欲廻脱出22
◇◇◆
今、僕の前には木剣を構えてたタニアさんがいる。
ユズさんは僕が冒険者になりたいと言っていた事を、真剣に考えてくれていた。
ユズさんからは冒険者になる為の条件を三つ言われた。
一つ目はユズさんの出した訓練を全て終える事。これは3日前に終わった。
二つ目はヤクトまで僕一人で行く事。これは訓練の成果、特に探知術を使う事で危険な動物を避けながら2日かけて到達する事が出来た。
三つ目は冒険者組合でタニアさんに認めてもらう事だ。
僕は今、冒険者になる為の最後の条件に至っている。
タニアさんとはあまり話をする機会が無かったので、どんな人かは良く分かっていない。
ユズさんが何か大変な用事があったとき、タニアさんは助けに来てくれた人だ。
怒ったように喋るけれど、とても優しい人なんだと思う。
タニアさんに会うのは、あの夜から10日ぶりだ。
「リューンクリフ、あたしに打ち込んで来い。冒険者として闘えるか見る」
ただ剣を構えているだけなのに、体に凄まじい力を溜めている事が探知術でわかる。
僕はユズさんとの訓練の最後に、闘う手段を教えてもらった。
指弾という、小石を指で飛ばす闘術らしい。
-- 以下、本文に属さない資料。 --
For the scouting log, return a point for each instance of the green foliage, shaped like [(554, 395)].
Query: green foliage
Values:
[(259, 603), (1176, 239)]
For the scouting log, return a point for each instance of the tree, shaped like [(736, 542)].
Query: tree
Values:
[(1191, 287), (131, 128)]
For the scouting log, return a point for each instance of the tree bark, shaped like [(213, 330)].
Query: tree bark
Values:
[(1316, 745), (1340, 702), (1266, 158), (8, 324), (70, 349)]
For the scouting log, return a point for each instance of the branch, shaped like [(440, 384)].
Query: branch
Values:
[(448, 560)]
探知、身体強化、流体操作の三つしか使えない僕には最適だと、ユズさんが勧めてくれた。
確かに、探知で通した射線に身体強化で弾を撃ち出し、流体操作で変化を付けるという一連の動作には、僕の使える術が全て当てはまる。
指弾を練習はしたが、生き物に当てた事は一度も無い。まして人に向ける事など考えても見なかった。
ユズさんから指弾を習ったとき、闘いとはどうすれば良いのかも習った。
『闘いは避けるもの、逃げるもの、もし避けられなければ負けない事、相手を倒す事に意味は無く、いかに早く危険無く闘いを終えるかが最も重要』
ユズさんの言葉は、僕の想像する闘いとは全く別の事を指していた。
ただ最後に付け加えられた言葉には納得した。
『自分が本当に強い存在ならば闘いは起きない。強者は闘いを起こしてはならない。強者は弱者の為にただ在るのみ』
僕は闘い方を知らないが、ユズさんにユズのようになりたいと言った。
ならば、今、避けられない闘いを如何に早く終わらせるかを考える。
タニアさんは僕の闘い方を見ると言った。ならば、後に見る事を残さないように、僕の出来る全てを出す。
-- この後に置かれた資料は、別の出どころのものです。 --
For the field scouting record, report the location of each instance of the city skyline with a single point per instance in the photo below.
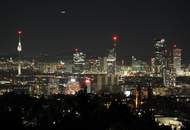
(59, 27)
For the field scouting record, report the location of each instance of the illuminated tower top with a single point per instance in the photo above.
(115, 39)
(19, 47)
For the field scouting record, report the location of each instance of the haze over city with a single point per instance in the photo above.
(88, 25)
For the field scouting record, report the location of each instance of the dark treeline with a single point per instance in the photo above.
(84, 112)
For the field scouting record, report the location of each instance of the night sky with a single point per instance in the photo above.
(89, 25)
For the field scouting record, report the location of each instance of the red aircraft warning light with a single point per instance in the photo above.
(114, 38)
(19, 32)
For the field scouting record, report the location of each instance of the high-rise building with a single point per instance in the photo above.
(176, 58)
(79, 61)
(19, 49)
(112, 56)
(160, 56)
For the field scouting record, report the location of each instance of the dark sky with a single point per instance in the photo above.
(89, 25)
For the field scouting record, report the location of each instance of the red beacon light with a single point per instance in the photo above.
(19, 32)
(114, 38)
タニアさんが闘いを継続出来ないように、闘う手段を封じるつもりで闘う。
これが僕に今出来る最善だ。
地面に倒れ込むように伏せ、上体と地面の僅かな隙間から指弾を4発撃つ。
地面スレスレの見えにくい弾でタニアさんの足元を狙う。
タニアさんは弾の軌道が分かるのか、半歩横に動いて射線から逃れる。
僕の弾にはそれぞれ回転がかけてあり、タニアさんを四方から取り囲むように地面に着くと、そこから跳弾して上体めがけて飛ぶ。
タニアさんは弾が地面に着いた音で、跳ね上がる事を読んだようで、視界内の弾2発は躱す。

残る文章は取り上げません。